So the rule is probably meaningless. But that doesn't mean the fight is over. Because the 2010 law is still on the books, and it cannot be removed by just the House rules package. Jayapal and Pocan have pledged to work on a law to get rid of that (and I'm told they introduced one today). Anyway, that's where things are. Progressives pretty much got what they wanted. There were a number of political leaders saying 'hell no vote against the PayGo rules' and a number of pundits encouraging this fight. I can't say it's wrong, since attacking budget balancing orthodoxy is useful. But I will note that it's a bit of a misplaced focus. Take yes for an answer and move on to the next fight.

That next fight is both repealing that 2010 law, and restructuring CBO so that it is no longer a weird power center floating in Congress with veto power but no accountability to elected leaders. But that's for another day.

UPDATE: The argument from Pelosi's staff is that the 2010 statute requires PayGo rules in the House or else the sequester authority passes to Trump's OMB. I've made calls and reread the statute, and I don't think this is true. First of all, nothing in the statute says anything about House Rules, though there is something in there about needing a determination from the heads of the different budget committees. Second of all, the sequesters are fairly automatic, so Trump doesn't have much discretion on what to cut (though I'm not as sanguine on Trump adhering to laws as some of the people who have explained this to me.) Third, the only thing that you really need to do deficit spending is a waiver on the PayGo law, which are always a part of negotiations for new taxing and spending laws.

The charitable reading for Pelosi is that having PayGo in the rules is a reminder on every bill that eventually spending that isn't budget-neutral or emergency spending or otherwise doesn't have a waiver will cause a sequester at the end of the year. The Republicans, for instance, just forgot about the PayGo statute when they passed their 2017 tax cut and had to scramble to negotiate a waiver. The uncharitable, and frankly more likely reading, is Pelosi just wants PayGo in the House Rules for ideological reasons. Steny Hoyer and Pelosi are emotionally quite attached to 'fiscal responsibility.'

Either way, this doesn't really change my analysis, because Pramila and Pocan did get a deal to waive #PAYGO, and the ideological debate is what matters. It's not like anything is going to be held back because of #PAYGO, that has always been purely a political cover.

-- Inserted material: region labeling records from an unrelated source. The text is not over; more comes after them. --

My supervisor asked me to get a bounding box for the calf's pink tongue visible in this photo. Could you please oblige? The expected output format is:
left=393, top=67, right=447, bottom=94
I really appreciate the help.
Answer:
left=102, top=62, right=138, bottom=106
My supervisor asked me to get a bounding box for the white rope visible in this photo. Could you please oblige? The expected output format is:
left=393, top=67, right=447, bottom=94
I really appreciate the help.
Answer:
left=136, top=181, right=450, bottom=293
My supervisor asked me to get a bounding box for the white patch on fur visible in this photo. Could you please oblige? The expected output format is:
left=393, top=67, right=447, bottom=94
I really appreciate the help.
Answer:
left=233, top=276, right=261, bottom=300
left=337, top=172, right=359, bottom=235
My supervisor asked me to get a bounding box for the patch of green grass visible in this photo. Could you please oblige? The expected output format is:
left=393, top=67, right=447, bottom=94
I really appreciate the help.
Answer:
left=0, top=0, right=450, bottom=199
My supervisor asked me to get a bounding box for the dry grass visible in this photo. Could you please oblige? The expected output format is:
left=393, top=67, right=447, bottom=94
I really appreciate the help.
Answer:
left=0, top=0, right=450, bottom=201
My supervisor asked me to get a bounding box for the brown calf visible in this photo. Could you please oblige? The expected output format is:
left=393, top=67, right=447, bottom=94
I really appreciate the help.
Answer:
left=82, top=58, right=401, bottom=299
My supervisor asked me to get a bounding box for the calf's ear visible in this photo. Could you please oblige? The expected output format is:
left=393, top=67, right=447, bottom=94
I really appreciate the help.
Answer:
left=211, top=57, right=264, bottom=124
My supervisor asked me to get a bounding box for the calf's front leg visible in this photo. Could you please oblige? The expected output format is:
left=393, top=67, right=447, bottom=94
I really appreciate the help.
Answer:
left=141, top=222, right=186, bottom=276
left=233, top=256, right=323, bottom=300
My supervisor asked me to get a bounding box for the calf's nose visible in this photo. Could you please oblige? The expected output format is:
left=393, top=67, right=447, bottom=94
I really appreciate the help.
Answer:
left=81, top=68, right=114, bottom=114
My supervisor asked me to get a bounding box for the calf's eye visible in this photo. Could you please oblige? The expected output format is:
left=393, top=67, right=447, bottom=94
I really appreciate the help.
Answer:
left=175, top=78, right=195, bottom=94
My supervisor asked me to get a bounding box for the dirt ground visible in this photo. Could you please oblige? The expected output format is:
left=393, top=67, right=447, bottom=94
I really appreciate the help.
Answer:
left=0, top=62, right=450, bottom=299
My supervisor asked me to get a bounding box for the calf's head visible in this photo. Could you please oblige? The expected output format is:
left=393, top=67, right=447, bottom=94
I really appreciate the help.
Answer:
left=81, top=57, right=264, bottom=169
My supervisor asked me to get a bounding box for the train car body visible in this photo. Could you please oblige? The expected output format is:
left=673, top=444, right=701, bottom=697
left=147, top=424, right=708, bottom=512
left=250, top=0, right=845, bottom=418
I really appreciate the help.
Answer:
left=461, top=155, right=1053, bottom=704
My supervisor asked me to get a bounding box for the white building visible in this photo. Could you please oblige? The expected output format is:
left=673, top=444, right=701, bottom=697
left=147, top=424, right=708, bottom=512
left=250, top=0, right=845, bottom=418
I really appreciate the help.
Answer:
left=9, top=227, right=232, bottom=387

But opponents of the Rules package had a right to say that it was intrinsically problematic.

There is one scenario in which this #PAYGO House rule makes sense, and that it the following. On every bill, the minority party has the right to offer what's called a "Motion to Recommit,' which is essentially a policy that is hard for the majority party to vote down. The GOP used this effectively from 2007-2011 by putting up MTRs that conservatives Dems wanted to vote for. Without #PAYGO, the Republicans can offer MTRs which are unpaid for tax cuts, and a bunch of Dems will want to vote for those. With #PAYGO, those MTRs would be out of order. There are reasons this is a bit silly, like the Dems could pass #PAYGO just for MTRs, but as you are now able to tell, Congressional process is an endless series of annoying procedural spats masking what are political decisions.